The Brittleness Of Aging Bones More Than A Loss Of Bone Mass

It is a well-established fact that as we grow older, our bones become more brittle and prone to fracturing. It is also well established that loss of mass is a major reason for older bones fracturing more readily than younger bones, hence medical treatments have focused on slowing down this loss. However, new research from scientists at the U.S. Department of Energy (DOE)'s Lawrence Berkeley National Laboratory (Berkeley Lab) shows that at microscopic dimensions, the age-related loss of bone quality can be every bit as important as the loss of quantity in the susceptibility of bone to fracturing. Using a combination of x-ray and electron based analytical techniques as well as macroscopic fracture testing, the researchers showed that the advancement of age ushers in a degradation of the mechanical properties of human cortical bone over a range of different size scales. As a result, the bone's ability to resist fracture becomes increasingly compromised. This age-related loss of bone quality is independent of age-related bone mass loss.

"In characterizing age-related structural changes in human cortical bone at the micrometer and sub micrometer scales, we found that these changes degrade both the intrinsic and extrinsic toughness of bone," says Berkeley Lab materials scientist Robert Ritchie. "Based on multiscale structural and mechanical tests, we attribute this degradation to a hierarchical series of coupled mechanisms that start at the molecular level."
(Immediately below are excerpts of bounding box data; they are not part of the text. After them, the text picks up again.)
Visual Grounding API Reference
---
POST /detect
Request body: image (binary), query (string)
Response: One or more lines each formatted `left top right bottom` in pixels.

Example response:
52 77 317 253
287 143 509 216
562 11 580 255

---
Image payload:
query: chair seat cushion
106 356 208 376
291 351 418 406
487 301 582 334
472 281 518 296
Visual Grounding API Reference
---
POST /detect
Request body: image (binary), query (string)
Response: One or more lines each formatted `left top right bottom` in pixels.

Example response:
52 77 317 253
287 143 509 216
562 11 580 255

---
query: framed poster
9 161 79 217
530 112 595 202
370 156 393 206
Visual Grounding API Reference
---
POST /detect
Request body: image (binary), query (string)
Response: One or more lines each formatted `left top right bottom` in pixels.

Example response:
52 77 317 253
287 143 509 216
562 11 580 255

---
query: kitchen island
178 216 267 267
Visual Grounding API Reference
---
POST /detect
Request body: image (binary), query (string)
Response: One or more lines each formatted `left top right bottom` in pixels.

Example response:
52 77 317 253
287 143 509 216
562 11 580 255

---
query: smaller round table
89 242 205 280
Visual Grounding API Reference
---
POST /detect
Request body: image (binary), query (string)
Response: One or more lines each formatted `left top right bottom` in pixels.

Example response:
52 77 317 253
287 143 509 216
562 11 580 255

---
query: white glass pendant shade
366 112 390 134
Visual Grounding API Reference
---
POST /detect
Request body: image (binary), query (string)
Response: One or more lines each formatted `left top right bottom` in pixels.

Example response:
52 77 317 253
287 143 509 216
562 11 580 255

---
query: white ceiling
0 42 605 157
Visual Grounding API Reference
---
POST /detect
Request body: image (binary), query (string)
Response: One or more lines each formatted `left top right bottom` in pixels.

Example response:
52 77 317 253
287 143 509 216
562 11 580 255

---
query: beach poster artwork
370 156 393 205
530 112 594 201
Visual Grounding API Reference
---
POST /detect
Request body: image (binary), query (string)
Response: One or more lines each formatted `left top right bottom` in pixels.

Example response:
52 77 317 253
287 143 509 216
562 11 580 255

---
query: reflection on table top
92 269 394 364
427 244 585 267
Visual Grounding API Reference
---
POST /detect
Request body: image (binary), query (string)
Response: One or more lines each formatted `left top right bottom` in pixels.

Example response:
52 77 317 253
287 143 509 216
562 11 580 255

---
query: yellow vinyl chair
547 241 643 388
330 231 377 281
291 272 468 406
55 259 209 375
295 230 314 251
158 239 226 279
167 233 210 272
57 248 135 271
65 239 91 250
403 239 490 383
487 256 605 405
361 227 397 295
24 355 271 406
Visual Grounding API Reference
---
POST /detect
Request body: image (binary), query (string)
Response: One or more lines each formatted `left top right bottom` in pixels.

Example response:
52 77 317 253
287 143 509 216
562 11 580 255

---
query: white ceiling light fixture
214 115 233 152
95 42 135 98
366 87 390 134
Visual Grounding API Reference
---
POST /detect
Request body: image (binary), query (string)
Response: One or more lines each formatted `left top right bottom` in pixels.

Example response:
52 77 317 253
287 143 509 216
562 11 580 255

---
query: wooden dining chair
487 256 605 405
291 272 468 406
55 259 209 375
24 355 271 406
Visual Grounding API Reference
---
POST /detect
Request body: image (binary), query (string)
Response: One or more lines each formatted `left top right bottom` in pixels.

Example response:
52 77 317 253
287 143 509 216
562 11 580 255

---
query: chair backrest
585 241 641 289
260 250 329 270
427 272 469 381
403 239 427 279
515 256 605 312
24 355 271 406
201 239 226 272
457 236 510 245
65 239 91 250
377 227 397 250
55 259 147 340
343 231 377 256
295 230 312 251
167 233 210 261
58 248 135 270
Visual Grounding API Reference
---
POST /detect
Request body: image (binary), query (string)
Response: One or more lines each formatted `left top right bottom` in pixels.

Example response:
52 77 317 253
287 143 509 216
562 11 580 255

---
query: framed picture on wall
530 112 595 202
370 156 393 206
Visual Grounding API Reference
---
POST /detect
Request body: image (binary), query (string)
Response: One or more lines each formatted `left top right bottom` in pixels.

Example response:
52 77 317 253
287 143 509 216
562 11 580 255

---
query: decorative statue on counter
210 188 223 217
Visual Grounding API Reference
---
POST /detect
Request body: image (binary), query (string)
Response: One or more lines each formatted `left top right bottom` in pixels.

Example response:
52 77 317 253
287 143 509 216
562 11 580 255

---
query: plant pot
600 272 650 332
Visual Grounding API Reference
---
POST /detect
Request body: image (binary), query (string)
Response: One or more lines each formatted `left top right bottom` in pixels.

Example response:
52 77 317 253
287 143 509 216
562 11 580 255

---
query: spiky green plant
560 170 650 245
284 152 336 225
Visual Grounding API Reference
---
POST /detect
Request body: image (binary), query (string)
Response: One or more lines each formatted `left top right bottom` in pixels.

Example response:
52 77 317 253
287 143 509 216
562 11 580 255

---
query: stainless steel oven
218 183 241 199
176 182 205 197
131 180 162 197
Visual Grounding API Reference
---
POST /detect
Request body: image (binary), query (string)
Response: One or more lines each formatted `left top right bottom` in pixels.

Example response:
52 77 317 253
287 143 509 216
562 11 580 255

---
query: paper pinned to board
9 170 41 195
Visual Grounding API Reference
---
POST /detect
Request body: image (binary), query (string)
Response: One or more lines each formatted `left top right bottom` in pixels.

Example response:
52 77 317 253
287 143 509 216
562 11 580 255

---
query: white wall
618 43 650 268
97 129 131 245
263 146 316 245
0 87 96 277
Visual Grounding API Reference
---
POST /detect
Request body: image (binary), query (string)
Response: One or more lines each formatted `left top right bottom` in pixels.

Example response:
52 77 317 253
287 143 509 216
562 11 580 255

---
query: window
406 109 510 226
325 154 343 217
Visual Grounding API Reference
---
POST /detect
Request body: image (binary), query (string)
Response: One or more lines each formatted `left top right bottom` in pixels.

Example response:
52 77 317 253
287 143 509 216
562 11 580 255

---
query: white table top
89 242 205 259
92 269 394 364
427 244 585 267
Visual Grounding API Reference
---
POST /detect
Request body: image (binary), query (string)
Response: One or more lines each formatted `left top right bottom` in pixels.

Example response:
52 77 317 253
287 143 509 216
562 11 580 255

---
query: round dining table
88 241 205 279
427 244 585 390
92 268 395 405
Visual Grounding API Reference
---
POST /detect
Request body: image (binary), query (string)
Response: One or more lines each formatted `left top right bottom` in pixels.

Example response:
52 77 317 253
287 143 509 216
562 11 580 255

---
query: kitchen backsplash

Ritchie, who holds joint appointments with Berkeley Lab's Materials Sciences Division and the University of California (UC) Berkeley's Materials Science and Engineering Department, is the senior author of a paper published in the Proceedings of the National Academy of Science (PNAS) that describes this work. The paper is titled "Age-related changes in the plasticity and toughness of human cortical bone at multiple length scales."

Co-authoring the PNAS paper with Ritchie were Elizabeth Zimmermann, Eric Schaible, Hrishikesh Bale, Holly Barth, Simon Tang, Peter Reichert, Björn Busse, Tamara Alliston and Joel Ager.

Human cortical or compact bone is a composite of collagen molecules and nanocrystals of a mineralized form of calcium called hydroxyapatite (HA). Mechanical properties of stiffness, strength and toughness arise from both the characteristic structure at the nanoscale, and at multiple length scales through the hierarchical architecture of the bone. These length scales extend from the molecular level to the osteonal structures at near-millimeter levels. An osteon is the basic structural unit of compact bone, composed of a central canal surrounded by concentric rings of lamellae plates, through which bone remodels.

"Mechanisms that strengthen and toughen bone can be identified at most of these structural length scales and can be usefully classified, as in many materials, in terms of intrinsic toughening mechanisms at small length scales, promoting non-brittle behavior, and extrinsic toughening mechanisms at larger length scales acting to limit the growth of cracks," Ritchie says. "These features are present in healthy, young human bone and are responsible for its unique mechanical properties. However, with biological aging, the ability of these mechanisms to resist fracture deteriorates leading to a reduction in bone strength and fracture toughness."